Am vergangenen Dienstag sollte vor dem Strafgericht in Luxemburg der Prozess gegen TeilnehmerInnen des „March for Freedom“ beginnen, bei dem vier PolizistInnen Klage gegen sechs DemonstrantInnen führen. Der Prozess wurde auf den 5. und 6. April 2017 verlegt, da die Staatsanwaltschaft es versäumt hatte, Dolmetscher für alle Angeklagten zu organisieren. Der ehemalige Abgeordnete Justin Turpel (déi Lénk) kommt auf die Hintergründe zurück.

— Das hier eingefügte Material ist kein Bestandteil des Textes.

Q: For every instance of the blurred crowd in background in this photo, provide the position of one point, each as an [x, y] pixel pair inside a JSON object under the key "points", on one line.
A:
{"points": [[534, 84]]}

Es gibt sehr viele Gründe, gegen die Politik der EU gegenüber den vor Krieg und Elend in Afrika und im Nahen Osten Flüchtenden zu protestieren. Der Krieg, den die Mächtigen der Welt in diesen Ländern führen, hat zigtausenden Menschen das Leben gekostet, ganze Städte zerstört. Millionen Menschen, denen auf diese Weise ihr Zuhause genommen wurde, fliehen in ihre Nachbarländer. Ein Teil von ihnen kommt nach Europa. Auf ihrer Flucht sind über zwanzigtausend Erwachsene und Kinder im Mittelmeer ertrunken. Aber anstatt mit ihrer Rettung befasst sich die EU vornehmlich damit, Flüchtenden die Einreise nach Europa zu verwehren. Milliarden werden in die Grenzsicherung investiert, statt an den Außengrenzen gelegenen Ländern wie Italien oder Griechenland zu Hilfe zu kommen oder den Betroffenen selbst zu helfen und ihr Überleben zu sichern.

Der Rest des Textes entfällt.